May 12 2000
From The Space Library
The board appointed to investigate the mishap that had damaged the High Energy Solar Spectroscopic Imager (HESSI) spacecraft in preflight testing announced its findings. The investigators had discovered that the computer controlling the vibration device had sensed an abnormally high level of static friction and had responded by delivering approximately 10 times the exertion of gravity suitable for the test. A slight misalignment of the shaker mechanism had proved just enough to throw off the preflight testing. The board had determined that the accident had been avoidable. Routine maintenance and a pretest of the testing device itself would have caught the problem before any damage had occurred. NASA planned for the HESSI satellite to undergo repairs at the University of California at Berkeley.
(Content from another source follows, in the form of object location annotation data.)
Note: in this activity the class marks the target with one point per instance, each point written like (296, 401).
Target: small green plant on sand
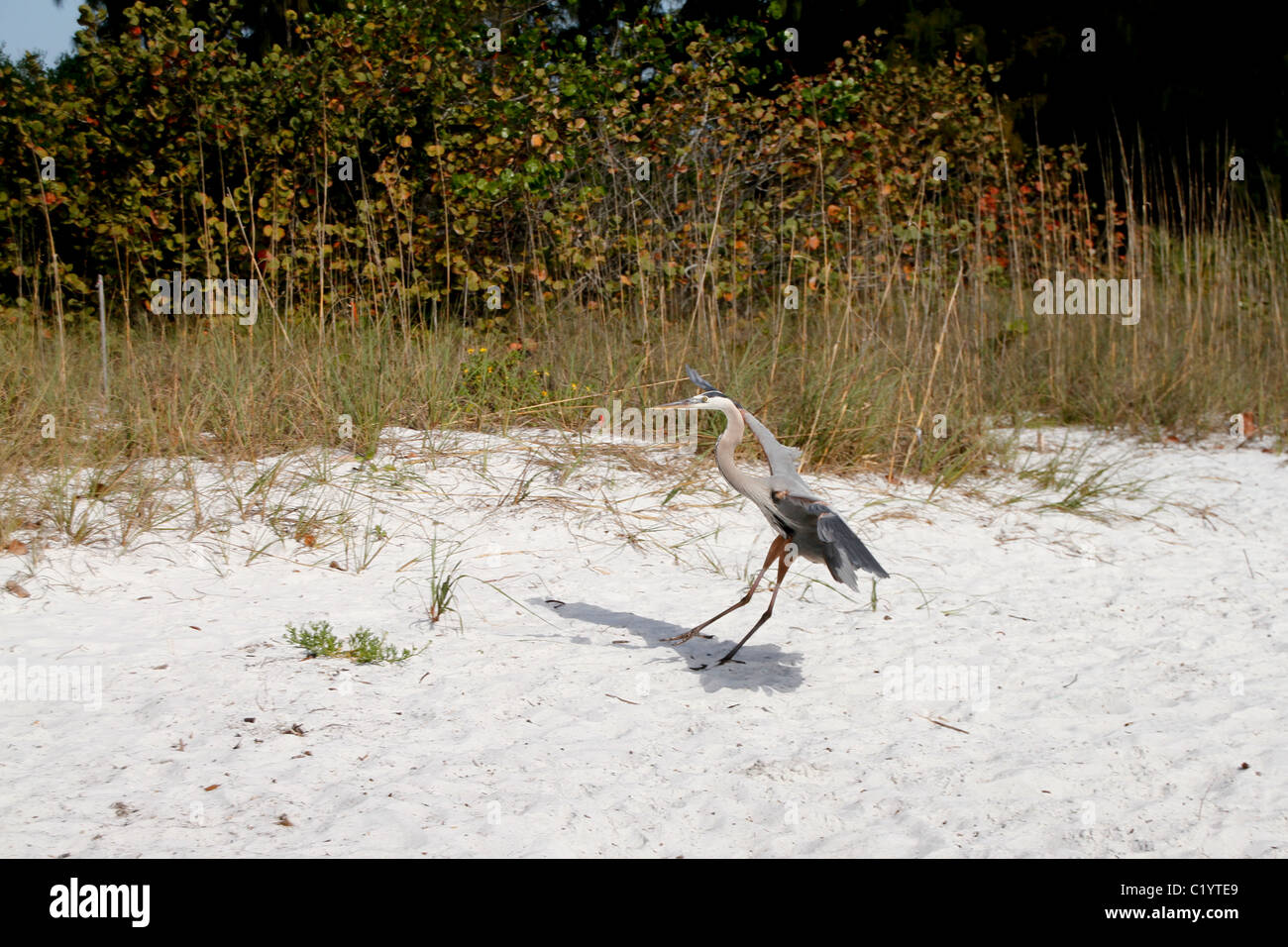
(362, 647)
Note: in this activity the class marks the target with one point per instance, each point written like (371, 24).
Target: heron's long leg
(776, 552)
(784, 565)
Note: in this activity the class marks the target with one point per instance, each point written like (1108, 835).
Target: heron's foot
(724, 660)
(687, 635)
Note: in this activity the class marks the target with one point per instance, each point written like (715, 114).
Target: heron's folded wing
(833, 530)
(698, 380)
(782, 459)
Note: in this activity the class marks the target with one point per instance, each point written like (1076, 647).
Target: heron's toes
(687, 635)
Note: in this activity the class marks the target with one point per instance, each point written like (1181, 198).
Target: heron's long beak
(688, 402)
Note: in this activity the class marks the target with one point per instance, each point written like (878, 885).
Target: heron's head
(711, 401)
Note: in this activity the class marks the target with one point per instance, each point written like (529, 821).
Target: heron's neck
(726, 445)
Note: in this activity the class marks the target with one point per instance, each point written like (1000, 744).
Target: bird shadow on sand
(758, 667)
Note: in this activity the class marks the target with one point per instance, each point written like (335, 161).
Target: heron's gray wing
(782, 459)
(698, 380)
(838, 536)
(820, 534)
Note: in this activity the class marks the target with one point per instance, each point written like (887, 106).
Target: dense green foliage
(558, 169)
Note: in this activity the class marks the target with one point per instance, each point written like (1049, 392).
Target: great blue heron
(805, 525)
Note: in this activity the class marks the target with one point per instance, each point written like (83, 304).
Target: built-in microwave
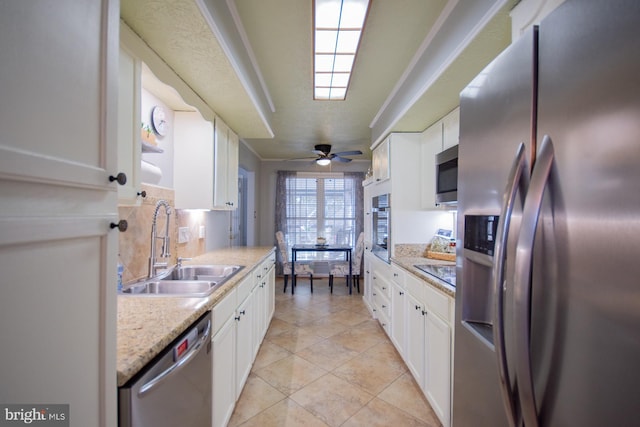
(447, 176)
(380, 227)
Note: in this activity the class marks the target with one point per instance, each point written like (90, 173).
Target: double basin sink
(188, 280)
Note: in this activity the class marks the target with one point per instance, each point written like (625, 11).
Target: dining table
(346, 249)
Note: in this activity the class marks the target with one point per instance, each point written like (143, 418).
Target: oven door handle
(177, 366)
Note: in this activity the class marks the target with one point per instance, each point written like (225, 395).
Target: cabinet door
(192, 161)
(129, 127)
(415, 343)
(232, 170)
(260, 312)
(244, 341)
(271, 295)
(380, 161)
(58, 255)
(224, 371)
(438, 366)
(221, 181)
(398, 311)
(451, 129)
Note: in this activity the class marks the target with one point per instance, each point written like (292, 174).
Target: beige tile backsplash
(135, 243)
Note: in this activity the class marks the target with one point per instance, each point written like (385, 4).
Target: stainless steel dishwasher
(175, 388)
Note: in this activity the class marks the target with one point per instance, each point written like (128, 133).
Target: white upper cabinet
(431, 145)
(226, 167)
(438, 137)
(205, 163)
(451, 129)
(129, 127)
(193, 161)
(58, 252)
(380, 161)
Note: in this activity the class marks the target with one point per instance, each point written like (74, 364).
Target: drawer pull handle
(121, 178)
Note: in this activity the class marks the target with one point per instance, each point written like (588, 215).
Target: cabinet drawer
(384, 322)
(398, 275)
(381, 283)
(382, 304)
(245, 287)
(415, 287)
(223, 310)
(437, 302)
(258, 273)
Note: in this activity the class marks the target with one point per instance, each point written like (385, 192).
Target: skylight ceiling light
(337, 29)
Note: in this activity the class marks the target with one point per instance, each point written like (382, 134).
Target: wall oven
(381, 226)
(447, 176)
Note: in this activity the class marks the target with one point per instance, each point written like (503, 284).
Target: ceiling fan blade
(301, 158)
(340, 159)
(349, 153)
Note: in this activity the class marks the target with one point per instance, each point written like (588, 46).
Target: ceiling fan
(325, 156)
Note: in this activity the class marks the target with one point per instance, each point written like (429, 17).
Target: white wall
(528, 13)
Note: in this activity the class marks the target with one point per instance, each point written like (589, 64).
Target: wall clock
(159, 120)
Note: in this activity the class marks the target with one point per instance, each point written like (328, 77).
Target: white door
(58, 255)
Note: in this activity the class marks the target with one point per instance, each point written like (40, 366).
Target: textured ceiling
(276, 37)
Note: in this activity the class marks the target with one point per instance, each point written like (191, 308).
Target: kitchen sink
(188, 280)
(203, 272)
(171, 287)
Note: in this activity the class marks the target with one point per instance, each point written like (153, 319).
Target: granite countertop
(408, 262)
(146, 325)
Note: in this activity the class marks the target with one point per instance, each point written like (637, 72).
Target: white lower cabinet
(414, 356)
(241, 320)
(223, 351)
(244, 341)
(398, 311)
(421, 331)
(437, 378)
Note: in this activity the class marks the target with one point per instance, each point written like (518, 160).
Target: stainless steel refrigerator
(548, 273)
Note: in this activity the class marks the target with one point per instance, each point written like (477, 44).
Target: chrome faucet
(153, 263)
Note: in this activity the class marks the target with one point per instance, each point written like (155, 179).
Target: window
(321, 205)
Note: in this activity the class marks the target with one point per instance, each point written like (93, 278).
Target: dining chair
(341, 268)
(301, 268)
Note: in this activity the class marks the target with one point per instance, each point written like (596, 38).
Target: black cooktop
(446, 273)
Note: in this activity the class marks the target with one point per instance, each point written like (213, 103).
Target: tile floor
(326, 362)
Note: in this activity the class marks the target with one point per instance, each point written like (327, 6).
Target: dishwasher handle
(164, 375)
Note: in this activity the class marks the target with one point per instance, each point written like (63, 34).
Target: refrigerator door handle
(523, 283)
(517, 182)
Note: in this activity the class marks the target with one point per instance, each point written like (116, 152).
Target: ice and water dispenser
(478, 293)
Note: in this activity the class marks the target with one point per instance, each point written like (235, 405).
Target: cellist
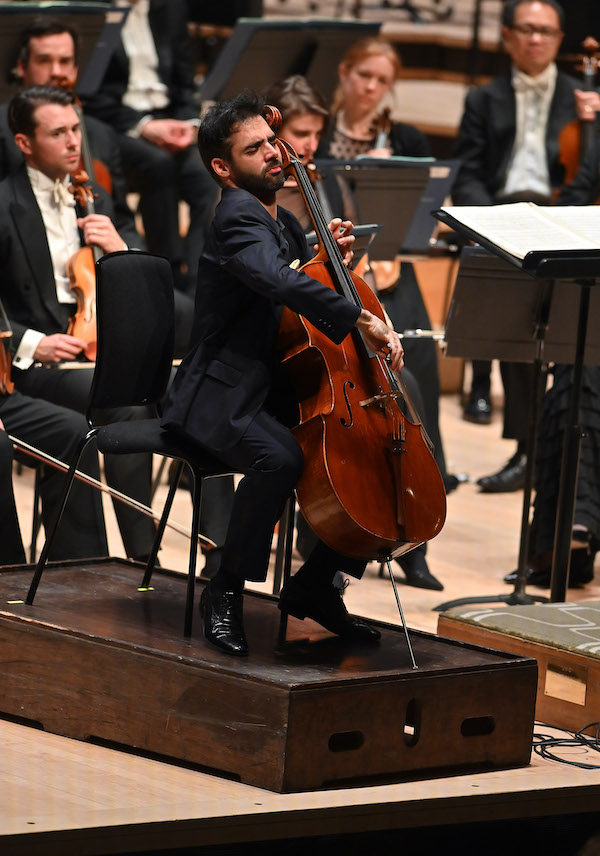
(228, 396)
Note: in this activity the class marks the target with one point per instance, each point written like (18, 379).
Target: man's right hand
(174, 135)
(58, 347)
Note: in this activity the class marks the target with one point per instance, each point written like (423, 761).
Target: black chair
(135, 316)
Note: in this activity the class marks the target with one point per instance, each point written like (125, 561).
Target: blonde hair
(364, 49)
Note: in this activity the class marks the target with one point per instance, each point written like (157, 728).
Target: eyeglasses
(546, 33)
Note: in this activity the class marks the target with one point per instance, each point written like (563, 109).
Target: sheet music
(523, 227)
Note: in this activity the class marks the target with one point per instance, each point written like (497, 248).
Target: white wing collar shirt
(528, 166)
(57, 207)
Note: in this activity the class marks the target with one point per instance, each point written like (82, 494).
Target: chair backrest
(135, 318)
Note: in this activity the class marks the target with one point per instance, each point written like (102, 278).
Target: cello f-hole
(347, 423)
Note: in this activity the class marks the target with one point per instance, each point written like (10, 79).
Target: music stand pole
(518, 597)
(567, 491)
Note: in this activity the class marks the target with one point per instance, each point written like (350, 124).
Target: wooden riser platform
(568, 694)
(93, 657)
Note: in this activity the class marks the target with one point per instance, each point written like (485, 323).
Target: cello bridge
(381, 399)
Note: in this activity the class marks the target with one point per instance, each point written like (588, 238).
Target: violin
(6, 384)
(576, 139)
(370, 488)
(96, 169)
(81, 270)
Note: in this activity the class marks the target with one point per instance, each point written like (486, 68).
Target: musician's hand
(58, 347)
(379, 153)
(99, 229)
(173, 135)
(587, 104)
(381, 339)
(342, 232)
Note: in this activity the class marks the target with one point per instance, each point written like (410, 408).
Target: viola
(576, 139)
(370, 488)
(81, 270)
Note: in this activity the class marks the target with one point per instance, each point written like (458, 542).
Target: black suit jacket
(103, 146)
(27, 285)
(487, 133)
(168, 23)
(244, 280)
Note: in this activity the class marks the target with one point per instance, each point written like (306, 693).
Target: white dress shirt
(145, 90)
(57, 207)
(528, 167)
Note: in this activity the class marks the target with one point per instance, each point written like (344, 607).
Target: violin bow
(45, 458)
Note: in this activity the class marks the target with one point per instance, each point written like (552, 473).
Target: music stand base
(512, 599)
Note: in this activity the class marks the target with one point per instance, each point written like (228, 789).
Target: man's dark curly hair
(221, 122)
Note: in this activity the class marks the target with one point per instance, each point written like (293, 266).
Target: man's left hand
(99, 230)
(587, 104)
(342, 232)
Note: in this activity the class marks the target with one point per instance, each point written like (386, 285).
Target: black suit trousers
(271, 461)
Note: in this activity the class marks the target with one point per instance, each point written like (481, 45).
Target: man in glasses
(508, 144)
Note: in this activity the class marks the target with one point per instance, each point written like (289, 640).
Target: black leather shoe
(581, 571)
(510, 477)
(223, 621)
(478, 408)
(324, 605)
(533, 577)
(417, 573)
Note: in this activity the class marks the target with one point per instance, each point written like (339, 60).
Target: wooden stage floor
(60, 796)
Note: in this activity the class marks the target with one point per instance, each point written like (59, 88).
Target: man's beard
(264, 186)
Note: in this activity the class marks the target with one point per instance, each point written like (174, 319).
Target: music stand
(529, 317)
(397, 192)
(259, 52)
(98, 28)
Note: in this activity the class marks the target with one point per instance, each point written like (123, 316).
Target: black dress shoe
(324, 605)
(510, 477)
(533, 577)
(417, 573)
(223, 621)
(478, 408)
(581, 571)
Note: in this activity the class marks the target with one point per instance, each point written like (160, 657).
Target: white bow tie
(61, 195)
(524, 83)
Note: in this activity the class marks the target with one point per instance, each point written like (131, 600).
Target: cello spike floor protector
(401, 613)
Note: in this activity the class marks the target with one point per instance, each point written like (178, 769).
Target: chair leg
(51, 535)
(158, 477)
(161, 526)
(286, 537)
(37, 515)
(191, 586)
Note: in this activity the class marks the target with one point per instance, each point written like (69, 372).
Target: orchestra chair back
(135, 317)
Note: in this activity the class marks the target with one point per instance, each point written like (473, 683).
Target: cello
(576, 139)
(370, 488)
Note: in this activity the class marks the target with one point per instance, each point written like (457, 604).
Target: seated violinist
(228, 396)
(40, 229)
(46, 55)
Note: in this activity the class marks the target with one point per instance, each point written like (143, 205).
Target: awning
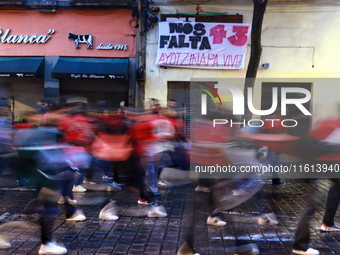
(107, 3)
(22, 67)
(91, 68)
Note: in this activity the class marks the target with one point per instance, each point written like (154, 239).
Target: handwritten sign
(202, 45)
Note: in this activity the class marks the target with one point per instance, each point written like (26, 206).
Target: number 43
(239, 39)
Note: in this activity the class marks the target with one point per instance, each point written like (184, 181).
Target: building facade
(299, 48)
(88, 52)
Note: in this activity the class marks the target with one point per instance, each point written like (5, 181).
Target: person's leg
(332, 203)
(115, 171)
(302, 233)
(45, 221)
(151, 176)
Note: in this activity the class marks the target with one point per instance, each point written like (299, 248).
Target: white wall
(299, 41)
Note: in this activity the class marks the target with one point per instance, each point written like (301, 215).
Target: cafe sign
(7, 37)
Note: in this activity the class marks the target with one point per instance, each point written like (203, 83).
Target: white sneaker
(4, 244)
(216, 221)
(52, 248)
(87, 181)
(157, 212)
(185, 249)
(108, 215)
(249, 249)
(79, 189)
(162, 183)
(61, 200)
(310, 251)
(325, 228)
(77, 216)
(268, 219)
(69, 200)
(203, 189)
(109, 212)
(239, 192)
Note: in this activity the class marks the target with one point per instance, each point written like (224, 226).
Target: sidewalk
(132, 235)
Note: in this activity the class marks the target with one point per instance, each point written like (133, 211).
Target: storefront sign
(112, 46)
(17, 75)
(7, 38)
(25, 33)
(88, 39)
(202, 45)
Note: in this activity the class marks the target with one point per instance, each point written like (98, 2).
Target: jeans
(302, 233)
(332, 203)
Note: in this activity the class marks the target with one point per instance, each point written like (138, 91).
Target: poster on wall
(202, 45)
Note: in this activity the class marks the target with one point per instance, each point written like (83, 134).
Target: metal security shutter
(94, 90)
(293, 111)
(180, 91)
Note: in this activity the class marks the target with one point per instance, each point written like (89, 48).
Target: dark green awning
(22, 67)
(91, 68)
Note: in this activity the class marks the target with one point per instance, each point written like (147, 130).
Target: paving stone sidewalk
(143, 235)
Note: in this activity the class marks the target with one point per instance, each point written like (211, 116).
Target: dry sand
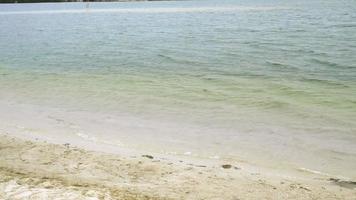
(39, 170)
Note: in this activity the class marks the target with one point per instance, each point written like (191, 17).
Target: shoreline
(30, 168)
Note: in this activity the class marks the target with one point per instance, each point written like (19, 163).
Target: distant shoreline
(63, 1)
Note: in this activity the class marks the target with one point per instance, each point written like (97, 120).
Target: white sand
(38, 170)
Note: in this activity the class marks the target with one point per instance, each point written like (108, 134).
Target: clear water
(270, 82)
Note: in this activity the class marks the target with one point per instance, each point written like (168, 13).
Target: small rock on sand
(148, 156)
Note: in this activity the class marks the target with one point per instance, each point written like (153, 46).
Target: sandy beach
(39, 170)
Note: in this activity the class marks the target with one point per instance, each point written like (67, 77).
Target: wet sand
(36, 169)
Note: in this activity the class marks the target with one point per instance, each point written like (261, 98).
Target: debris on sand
(148, 156)
(226, 166)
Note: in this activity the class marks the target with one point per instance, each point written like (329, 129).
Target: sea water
(267, 82)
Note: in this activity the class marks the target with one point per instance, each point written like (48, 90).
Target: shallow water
(268, 82)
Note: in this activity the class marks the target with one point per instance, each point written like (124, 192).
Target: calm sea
(270, 82)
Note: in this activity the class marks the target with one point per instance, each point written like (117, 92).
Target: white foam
(147, 10)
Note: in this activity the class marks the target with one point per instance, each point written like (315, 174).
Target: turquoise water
(264, 79)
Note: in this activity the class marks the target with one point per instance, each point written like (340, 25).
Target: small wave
(325, 82)
(96, 140)
(145, 10)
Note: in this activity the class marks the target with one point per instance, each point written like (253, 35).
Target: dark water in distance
(228, 78)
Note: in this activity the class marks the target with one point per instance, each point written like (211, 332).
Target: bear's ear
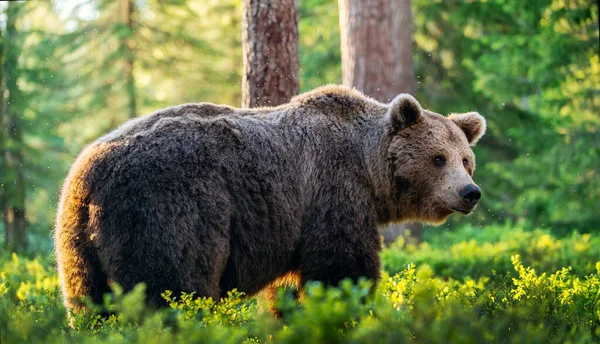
(472, 124)
(403, 111)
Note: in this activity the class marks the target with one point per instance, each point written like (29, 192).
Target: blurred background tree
(80, 68)
(270, 47)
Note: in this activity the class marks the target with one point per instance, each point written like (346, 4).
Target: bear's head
(431, 161)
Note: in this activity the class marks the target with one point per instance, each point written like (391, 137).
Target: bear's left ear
(472, 124)
(403, 111)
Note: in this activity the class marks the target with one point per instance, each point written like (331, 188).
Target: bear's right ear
(403, 111)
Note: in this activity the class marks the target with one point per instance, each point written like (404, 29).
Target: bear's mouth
(464, 211)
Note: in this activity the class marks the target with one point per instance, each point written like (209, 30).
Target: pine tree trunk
(127, 12)
(376, 43)
(13, 176)
(270, 50)
(3, 139)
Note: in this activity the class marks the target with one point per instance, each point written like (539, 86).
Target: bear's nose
(471, 194)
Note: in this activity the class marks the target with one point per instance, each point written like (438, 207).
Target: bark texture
(127, 12)
(376, 43)
(13, 175)
(270, 50)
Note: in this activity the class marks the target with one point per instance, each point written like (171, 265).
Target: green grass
(493, 284)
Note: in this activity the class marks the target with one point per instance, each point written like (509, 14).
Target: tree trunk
(3, 139)
(270, 50)
(13, 179)
(376, 43)
(127, 11)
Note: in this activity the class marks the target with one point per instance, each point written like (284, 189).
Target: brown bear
(205, 198)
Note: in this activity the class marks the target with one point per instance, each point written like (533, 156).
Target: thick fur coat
(205, 198)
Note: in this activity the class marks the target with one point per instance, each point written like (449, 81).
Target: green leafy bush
(475, 252)
(518, 301)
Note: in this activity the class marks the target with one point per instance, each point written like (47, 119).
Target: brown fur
(205, 198)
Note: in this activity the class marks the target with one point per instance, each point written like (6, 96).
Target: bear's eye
(439, 161)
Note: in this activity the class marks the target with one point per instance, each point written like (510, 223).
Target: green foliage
(475, 252)
(422, 302)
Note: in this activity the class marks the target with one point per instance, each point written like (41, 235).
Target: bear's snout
(471, 194)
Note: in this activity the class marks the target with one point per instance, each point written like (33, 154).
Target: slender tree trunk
(376, 43)
(127, 12)
(3, 139)
(270, 50)
(13, 179)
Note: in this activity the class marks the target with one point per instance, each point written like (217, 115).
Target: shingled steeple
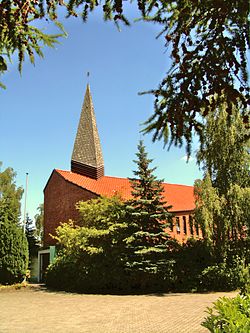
(87, 157)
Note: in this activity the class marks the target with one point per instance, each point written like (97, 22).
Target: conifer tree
(148, 217)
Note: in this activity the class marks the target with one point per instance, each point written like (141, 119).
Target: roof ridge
(118, 177)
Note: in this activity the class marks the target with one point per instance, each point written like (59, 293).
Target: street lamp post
(25, 202)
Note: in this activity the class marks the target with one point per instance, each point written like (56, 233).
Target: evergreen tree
(224, 153)
(208, 39)
(13, 243)
(222, 196)
(148, 218)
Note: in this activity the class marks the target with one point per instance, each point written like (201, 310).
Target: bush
(13, 253)
(229, 315)
(224, 276)
(191, 259)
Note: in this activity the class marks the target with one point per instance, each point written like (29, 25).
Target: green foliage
(191, 258)
(13, 243)
(39, 220)
(10, 194)
(223, 276)
(148, 218)
(90, 257)
(223, 196)
(229, 315)
(18, 34)
(33, 242)
(224, 154)
(208, 42)
(13, 251)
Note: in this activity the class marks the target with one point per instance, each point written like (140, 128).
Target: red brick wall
(182, 234)
(60, 198)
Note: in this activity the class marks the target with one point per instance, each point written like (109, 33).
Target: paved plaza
(41, 311)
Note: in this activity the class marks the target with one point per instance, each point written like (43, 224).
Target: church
(87, 180)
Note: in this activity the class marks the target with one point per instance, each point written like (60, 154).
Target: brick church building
(87, 180)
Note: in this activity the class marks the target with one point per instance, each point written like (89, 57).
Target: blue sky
(40, 110)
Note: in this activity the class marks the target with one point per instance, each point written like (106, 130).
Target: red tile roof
(181, 197)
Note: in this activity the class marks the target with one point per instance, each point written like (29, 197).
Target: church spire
(87, 157)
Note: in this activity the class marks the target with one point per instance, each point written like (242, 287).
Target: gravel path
(38, 310)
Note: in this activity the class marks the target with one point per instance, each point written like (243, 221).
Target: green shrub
(229, 315)
(13, 253)
(224, 276)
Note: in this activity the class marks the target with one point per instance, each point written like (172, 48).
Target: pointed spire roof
(87, 153)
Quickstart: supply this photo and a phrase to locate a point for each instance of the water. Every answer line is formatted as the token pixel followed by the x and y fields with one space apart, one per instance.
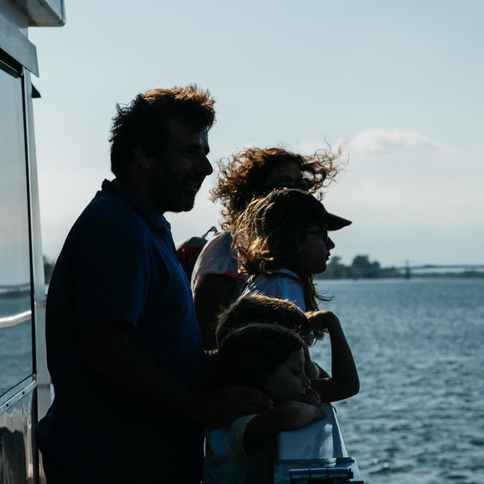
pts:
pixel 419 416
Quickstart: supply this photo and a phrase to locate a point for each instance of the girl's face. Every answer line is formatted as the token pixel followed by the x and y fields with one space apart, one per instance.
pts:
pixel 315 249
pixel 289 382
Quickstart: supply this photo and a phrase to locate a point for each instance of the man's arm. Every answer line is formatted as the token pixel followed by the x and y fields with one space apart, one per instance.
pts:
pixel 114 361
pixel 211 295
pixel 286 416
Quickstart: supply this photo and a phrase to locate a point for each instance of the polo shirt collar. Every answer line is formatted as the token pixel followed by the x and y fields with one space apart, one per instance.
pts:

Cosmonauts Sergei V. Zalyotin and Alexander Y. Kaleri conducted a 5-hour spacewalk to repair tiny cracks weakening the hull of the Mir space station. The cracks, the result of the June 1997 collision of a cargo craft with the station, had caused the module to lose air pressure steadily. The spacewalk was not the first attempt to solve the problem, but previous teams had been unable to locate the cracks. Zalyotin and Kaleri tested a new "cosmic version of super glue," designed to seal the fractures even in the harsh environment of space. The Russian Space Agency clarified that the cracks were not crippling to the space station, and that the crew could maintain acceptable levels of air pressure by manipulating oxygen outflow inside Mir. However, the agency hoped to solve the problem permanently, because Russia planned to use the aging space station for commercial purposes. The Netherlands-based MirCorp, which had committed nearly US$20 million to leasing Mir, observed the cosmonauts' activities, calling the mission the first privately funded spacewalk in history.